House hunters looking to buy a foreclosure in South Florida often discover they are getting outflanked by the pros: investors wielding cash.
“If you don’t have cash, or you’re looking for financing, you can’t play in the distressed arena,’’ said Doug DeWitt, owner and broker at Concierge Real Estate Services in Miami Beach, who markets bank-owned properties for some major lenders.
When a bank-owned house in the Hammocks in West Kendall went on the market in late April, the 3-bedroom, 2-bath villa drew 29 purchase offers and 60 showings over a 10-day listing period mandated by the bank. The asking price was $159,900.
The lender narrowed the field to the all-cash buyers, who were told to make their highest and best offer, and the house is now under contract.
“It went for well above asking price. They all do,’’ said DeWitt, who is the listing agent. “I have one happy buyer and 28 people I sent on their way.’’
DeWitt said he feels sorry for the first-time buyers and other house hunters looking simply to finance the purchase of a home they plan to live in.
“The banks need to move these properties. The cash offers weren’t low, they were right in line,’’ DeWitt said. “If you can take the [uncertainties of] the appraisal and inspection out of the parameters, your chance of closing goes up substantially.’’
To be sure, homebuyers still can ferret out opportunities to purchase distressed properties.
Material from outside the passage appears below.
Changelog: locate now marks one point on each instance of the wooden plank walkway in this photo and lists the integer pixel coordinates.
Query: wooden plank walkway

Fannie Mae, for instance, offers financing with low downpayments and no mortgage-insurance requirement on select Fannie Mae-owned homes under its HomePath mortgage program.
“On some of Fannie Mae’s foreclosed properties, Fannie Mae is putting them back on the market and offering up to 97 percent financing,’’ said Ray Barkett, regional vice president and district sales manager at Keyes Realtors in Fort Lauderdale.
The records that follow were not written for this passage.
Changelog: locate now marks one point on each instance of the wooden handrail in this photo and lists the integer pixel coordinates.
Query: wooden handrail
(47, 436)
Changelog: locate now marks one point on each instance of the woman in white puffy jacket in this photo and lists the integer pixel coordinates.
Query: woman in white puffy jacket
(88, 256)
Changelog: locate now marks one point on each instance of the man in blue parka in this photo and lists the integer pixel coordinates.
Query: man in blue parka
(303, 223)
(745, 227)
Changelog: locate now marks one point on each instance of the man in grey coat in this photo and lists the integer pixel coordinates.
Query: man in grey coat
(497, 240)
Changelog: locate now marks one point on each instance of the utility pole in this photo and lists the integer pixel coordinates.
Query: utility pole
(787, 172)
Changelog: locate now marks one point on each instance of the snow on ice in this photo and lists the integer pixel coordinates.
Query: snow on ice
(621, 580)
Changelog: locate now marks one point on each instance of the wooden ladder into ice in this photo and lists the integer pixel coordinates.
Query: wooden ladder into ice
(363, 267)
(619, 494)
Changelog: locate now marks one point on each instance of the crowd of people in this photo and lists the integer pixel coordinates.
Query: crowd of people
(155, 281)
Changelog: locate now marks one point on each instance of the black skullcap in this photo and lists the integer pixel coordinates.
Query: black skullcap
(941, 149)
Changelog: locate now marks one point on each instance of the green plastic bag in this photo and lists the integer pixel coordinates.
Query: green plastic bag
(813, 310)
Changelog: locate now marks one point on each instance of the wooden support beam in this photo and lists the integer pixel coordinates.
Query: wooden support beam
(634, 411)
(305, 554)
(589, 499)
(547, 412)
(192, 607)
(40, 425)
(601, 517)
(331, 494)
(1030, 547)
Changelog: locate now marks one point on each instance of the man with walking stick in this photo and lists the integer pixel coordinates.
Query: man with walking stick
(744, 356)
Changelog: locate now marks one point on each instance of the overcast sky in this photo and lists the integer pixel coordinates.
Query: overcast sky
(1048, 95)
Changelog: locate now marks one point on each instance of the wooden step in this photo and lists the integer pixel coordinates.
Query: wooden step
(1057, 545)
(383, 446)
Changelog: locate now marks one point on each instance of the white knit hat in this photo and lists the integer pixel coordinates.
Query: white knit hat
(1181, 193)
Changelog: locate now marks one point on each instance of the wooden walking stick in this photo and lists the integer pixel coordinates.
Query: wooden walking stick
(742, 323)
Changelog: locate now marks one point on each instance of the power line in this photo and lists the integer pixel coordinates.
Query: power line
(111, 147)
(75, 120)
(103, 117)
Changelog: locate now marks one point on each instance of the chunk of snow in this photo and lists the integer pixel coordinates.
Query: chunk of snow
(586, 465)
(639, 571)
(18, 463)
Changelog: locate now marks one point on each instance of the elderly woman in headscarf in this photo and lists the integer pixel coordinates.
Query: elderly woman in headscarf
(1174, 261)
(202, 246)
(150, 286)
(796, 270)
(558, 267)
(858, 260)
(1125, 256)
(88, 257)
Another option, Fannie’s HomePath mortgage renovation program, even provides funds to fix up rundown foreclosures.
One of the top worries during the real estate crash was that the housing market would take another nosedive when lenders dumped a slew of distressed properties on the market. So far, that simply hasn’t come true. Lenders have managed the flow of properties onto the market. Indeed, many real estate agents are clamoring for more such inventory in South Florida, where the inventory of homes and condos for sale has plunged to its lowest level since 2005.
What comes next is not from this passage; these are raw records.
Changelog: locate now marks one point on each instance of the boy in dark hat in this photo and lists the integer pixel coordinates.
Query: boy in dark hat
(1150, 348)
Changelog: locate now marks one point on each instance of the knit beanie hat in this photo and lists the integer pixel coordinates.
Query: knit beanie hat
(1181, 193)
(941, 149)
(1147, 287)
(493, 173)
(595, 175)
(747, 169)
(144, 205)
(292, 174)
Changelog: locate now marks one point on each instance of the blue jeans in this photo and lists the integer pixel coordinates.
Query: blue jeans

“There is definitely an increase in REO [bank-owned] inventory,’’ said Dewitt, “but the whole theory of shadow inventory dragging down the market has proven completely false.’’
Victor Gonzalez, a Miami real estate investor who bids on foreclosures at Miami-Dade county’s cash-only online courthouse auctions, said banks have gotten more aggressive in bidding on properties they have foreclosed on, rather than letting them go at discounts.
“It’s getting very competitive again. Prices are going up,’’ Gonzalez said.
Even in auctions where lenders don’t take back properties themselves, competition is keen from institutional buyers like hedge funds and investor groups created to snap up distressed properties, Gonzalez said.
And the process is fraught with uncertainty. Scheduled auctions of homes often get cancelled at the last minute for a host of reasons, such as a lender’s decision to go with a short sale.
Those bidding at auctions need to know how to search records for liens. Even so, they can’t be sure how much is due in homeowners’ association or condominium fees. “I research 20 or 30 properties before bidding on one,’’ Gonzalez said.